Smaller Docker Images
If your executables are 5Mb in size, why would you push an image of >900Mb into production? Our docker images are to big - way to big: Here’s a guide to reducing the size of your docker images!
Docker images can get big - very big:
microsoft/dotnet 2.1-runtime 180MB mongo latest 394MB microsoft/mssql-server-linux latest 1.35GB confluentinc/cp-enterprise-kafka 5.1.0 619MB node latest 900MB
Many times, developers choose
Ubuntu as the base image for their containers. This is understandable since it makes sense to base your work on an OS and all the libraries that you’re already familiar with! But the size of docker images can be a huge problem at runtime when these images are started in orchestration systems like Kubernetes. These systems start multiple instances of these containers to ensure availability when nodes fail. That means, that they have to be pulled onto many nodes simultaneously which puts an immense strain on the container registry, your network, storage and deployment times.
And large containers are not only a problem on production systems but also on developer machines. Fetching multiple base images of many gigabytes in size can use up precious, high-priced SSD space. There are a lot of reasons to reduce your image size.
Our industry is quickly adopting the pattern of building small self-contained units of functionality (the purest form of which we call serverless). When employing these patterns, there is no reason to accept the fact, that our binary is a few megabytes in size, but our containers come in at hundreds of megabytes if not gigabytes in size! Why would we package a complete OS like Ubuntu or a complete toolchain like NodeJs into a container, just to use a tiny subset of what is in there? An example:
This is how most tutorials teach node applications should be shipped. It’s a really clumsy approach chosen mostly by coders without insight into the technology they are using. As can be seen using
docker images | grep node: the
node base image (FIY: It’s usage is strongly discouraged by it’s makers) is a whopping 900Mb1 in size!! This is what should be rolled into production? We have not even touched on the performance implications of compiling your node code every time the image is started!!

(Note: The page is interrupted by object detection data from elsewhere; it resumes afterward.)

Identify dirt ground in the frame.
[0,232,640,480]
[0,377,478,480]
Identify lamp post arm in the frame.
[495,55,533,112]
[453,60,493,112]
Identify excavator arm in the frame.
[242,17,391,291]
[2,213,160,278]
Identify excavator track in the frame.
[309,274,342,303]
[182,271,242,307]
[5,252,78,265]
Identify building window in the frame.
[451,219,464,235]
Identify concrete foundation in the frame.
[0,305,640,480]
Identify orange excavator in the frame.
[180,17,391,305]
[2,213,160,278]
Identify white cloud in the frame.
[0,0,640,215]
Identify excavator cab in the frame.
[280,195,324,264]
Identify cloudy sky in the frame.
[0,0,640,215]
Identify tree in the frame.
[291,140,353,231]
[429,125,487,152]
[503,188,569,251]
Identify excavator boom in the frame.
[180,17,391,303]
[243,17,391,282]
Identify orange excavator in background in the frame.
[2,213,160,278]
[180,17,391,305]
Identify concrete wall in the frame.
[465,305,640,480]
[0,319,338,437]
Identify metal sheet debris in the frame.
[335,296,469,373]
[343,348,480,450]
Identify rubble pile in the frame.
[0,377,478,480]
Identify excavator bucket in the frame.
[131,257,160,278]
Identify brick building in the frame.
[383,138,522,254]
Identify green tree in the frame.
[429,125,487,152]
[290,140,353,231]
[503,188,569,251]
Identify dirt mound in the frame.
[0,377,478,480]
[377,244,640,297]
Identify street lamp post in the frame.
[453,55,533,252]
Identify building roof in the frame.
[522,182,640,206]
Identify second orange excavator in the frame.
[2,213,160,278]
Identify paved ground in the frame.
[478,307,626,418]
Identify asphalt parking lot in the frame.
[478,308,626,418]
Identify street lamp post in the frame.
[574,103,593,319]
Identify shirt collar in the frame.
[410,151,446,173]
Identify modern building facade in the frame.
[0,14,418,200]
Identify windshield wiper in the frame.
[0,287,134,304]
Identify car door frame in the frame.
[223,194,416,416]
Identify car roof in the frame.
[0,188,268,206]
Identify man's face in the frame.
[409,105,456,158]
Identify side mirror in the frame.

The good news is: there is generally no need to do this! Most languages (or more precisely their compilers) offer the possibility to compile self contained binaries that need nothing but a kernel to run. And there are three main approaches to make use of this possibility:
- Use smaller base images.
- Use the builder pattern in docker.
- Zero-Waste Images - ship only what’s necessary!
Now the first approach can be a quick win because the
node base image might be 900Mb in size, but the
node:alpine image weighs in at only 70Mb and is functionally almost identical:
This is already a massive improvement, a good quick win! But our images could still be much smaller by using the builder pattern.
The Builder Pattern
Docker has a feature which enables multi-stages builds of containers. One or more base containers serve as ephemeral containers existing only to build the resources that are needed at runtime. These resources can then be packaged into another container and the base containers will be dropped when the build of the next stage has succeeded.
For an example we’ll switch from using NodeJs as an example and look at some GO code for a change (don’t worry, it works for Node too):
In this example there are two containers, the first is the builder container (indicated conveniently by
as builder). This container is based on the
golang:1.11.5-alpine3.7 image which is a base image of
alpine and a little more than 100Mb2 in size. This container contains the whole golang toolchain like compilers, dependency management tools etc. It’s sole purpose is to fetch missing dependencies and build a self-contained runnable binary for execution. The contents of this container will not even make it into our container registry and live only while we build our code.
The second container is what will actually be running in production and is based directly on
alpine. It contains only the runnable binary, nothing else (OK - some certificates, but what would you do without them…)!
Now this reduces the size of our containers to around 10Mb, which is pretty decent considering that we have a fully managed language running on nothing but our docker hosts kernel!
This approach is very similar to the third and last one:
This is really just the conclusion of the second solution except we don’t use builder containers. Whenever we’re working with technologies like Docker, we have to focus on the things these technologies do well. The thing that docker does really well is it’s container image format. It does a decent job at running them too, but for this it employs other [much] older and established technologies that other container runtimes like RKT use as well.
Yet the image format is broadly used and quite intuitive. For this reason Docker should not be used as a build system, since that’s what applying the builder pattern actually is: A makeshift CI build system. (And not a particularly ‘good’ one…)
Most decent source control systems like GitLab, Github, Azure Devops etc. have already established, repeatable and reliable mechanisms for building code. Most developers run CI/CD builds that produce exactly the binaries running in production; Why not use those to put into our docker images?
This solution improves on the builder pattern mostly in build time and only works if the
app binary has already been prebuilt! The delay of using the builder pattern may or may not be critical to you, but allows you more headroom for things like running Test, running Code-Analysis and Release-Processes. These things are hard to get using the Builder-Pattern but are actually good pracises for any professional software engineer.
So now that you know how:
Do yourself a favor and put yor images on a diet!